AbstractsLaw & Legal Studies

A Globetrotter in the 17th century. The Travels of Jacques Cailhaut de La Tesserie: in service of the VOC and the royal colony of Nouvelle-France

by Thomas Kurt Meyer




Institution: Leiden University
Department:
Year: 2014
Keywords: Cosmopolitan; Identity; Self-Invention; VOC; Nouvelle-France; Knowledge Network
Record ID: 1259451
Full text PDF: http://hdl.handle.net/1887/25847


Abstract

This account details the 17th century career of Jacques Cailhaut de La Tesserie in the service of the Dutch Verenigde Oost-Indische Compagnie. The writer hoped to convince his reader to procure for him a position in the new Compagnie française des Indes orientales. From this account, as well as sources in the colonial archives of France, Canada and the Netherlands, a picture can be formed of de La Tesserie as an all-round colonial careerist straddling early modern boundaries. In the span of thirty years he served in such far-flung places as the jungles of Formosa, the empire of Japan, the trading hub of Batavia, the coasts of Persia and India, the Canadian Shield and the Hudson and St. Lawrence river valleys.
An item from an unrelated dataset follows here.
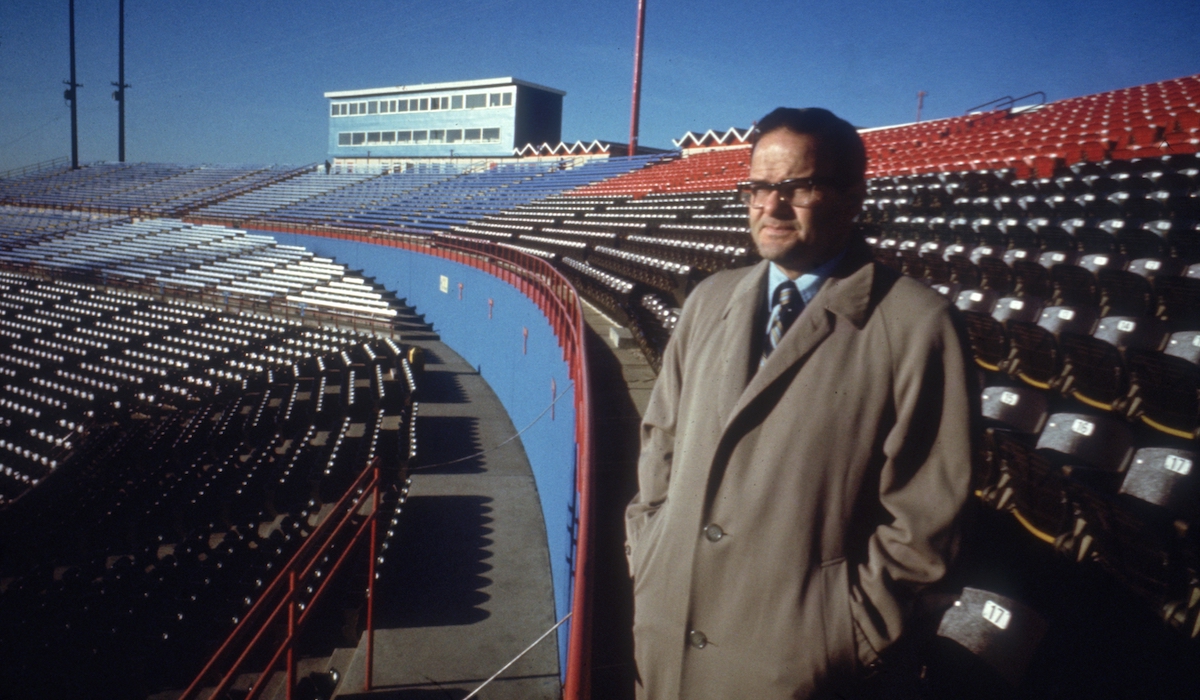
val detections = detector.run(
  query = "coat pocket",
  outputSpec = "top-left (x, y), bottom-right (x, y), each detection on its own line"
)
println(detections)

During this time he fought the Spanish, Chinese and Iroquois, participated in trading ventures across the Chinese Sea and Indian Oceans, was an associate of a pelt-trading consortium in northern Canada and member of the highest governmental organ of French North America, even serving shortly as its governor-general. It is the aim of this paper to bring into focus which factors were present in the decision-making process of de La Tesserie, and to what extent they were significant. To answer the question posed, this work will retell the three distinct phases through which the life of de La Tesserie ran. During each of these phases he attempted to carry through, a choice which would radically alter his life. The first is de La Tesserie joining the VOC, the second is him exchanging the VOC for the colony of Nouvelle- France, and the third is his attempt to join the CFIO. Every choice has been divided into three further parts, each detailing the background in which the choice was made, which factors might have contributed to it, and how the decision eventually played out. Thus a picture is painted of how a young man from France ended up in Canada, with a detour through the Far East.